Patient and Public Involvement and Engagement (PPIE) in research is defined as research being carried out ‘with’ or ‘by’ members of the public rather than ‘to’, ‘about’ or ‘for’ them. It recognises that patients, families, and communities bring valuable lived experiences that can make research more meaningful, ethical, and relevant to real-world needs. Involving patients and the public strengthens the quality, acceptability, and impact of health research. It ensures that research questions reflect community priorities, study designs are culturally appropriate, and findings are shared in ways that people can understand and use. According to the National Institute for Health and Care Research, PPIE can be understood across three levels: participation, engagement, & involvement, with each representing a higher level of public contribution and influence.
- Participation: Participation is the foundational level of PPIE, where patients or members of the public are study participants. This has historically been the most common form of interaction between researchers and the public.
- Engagement: Engagement refers to the sharing of information about research with the public. It is often a one-way process, where researchers communicate what they are doing and what they have found. Examples include using infographics or videos to share study results, or holding community meetings to discuss findings.
- Involvement: Involvement represents the highest level of PPIE, where patients and community members work in partnership with researchers throughout the research process, from setting priorities and designing studies to analysing results and sharing outcomes. Involvement fosters collaboration, ownership, and trust.
Benefits of PPIE
- Enhanced Research Quality: Patients and the public offer valuable insights into what matters most to them, improving the relevance, feasibility, and acceptability of a study.

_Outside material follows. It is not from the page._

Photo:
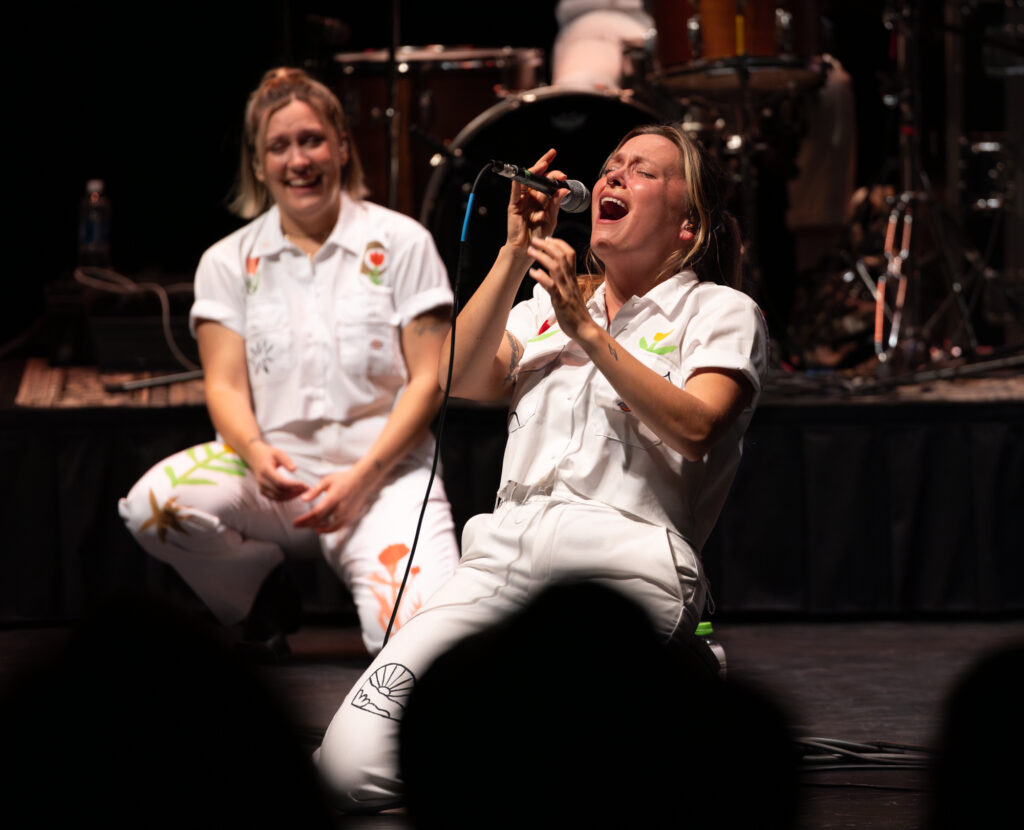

- Improved Recruitment and Retention: Patients and the public are best placed to identify the most effective and acceptable recruitment strategies and ensure study materials are clear and accessible. They can also provide advice on how to keep participants motivated to remain in a study.
- Ethical Research Conduct: Involving patients and the public aligns with the principle of “nothing about us without us” and helps ensure adherence to ethical standards. Patient input also helps with gaining ethical approvals.
- Increased Awareness & Impact: Engaging with patients and the public raises awareness and acceptance of the research, supports participant feedback, and helps translate findings into practice.
- Success with Funding Applications: Funding agencies increasingly require the involvement of patients and the public in study design and conduct due to the multiple benefits of PPIE on research quality and efficiency. Studies that incorporate the patient voice in design are more likely to succeed in gaining funding.
Levels of PPIE
- Participation: People recruited to a clinical trial or other research study.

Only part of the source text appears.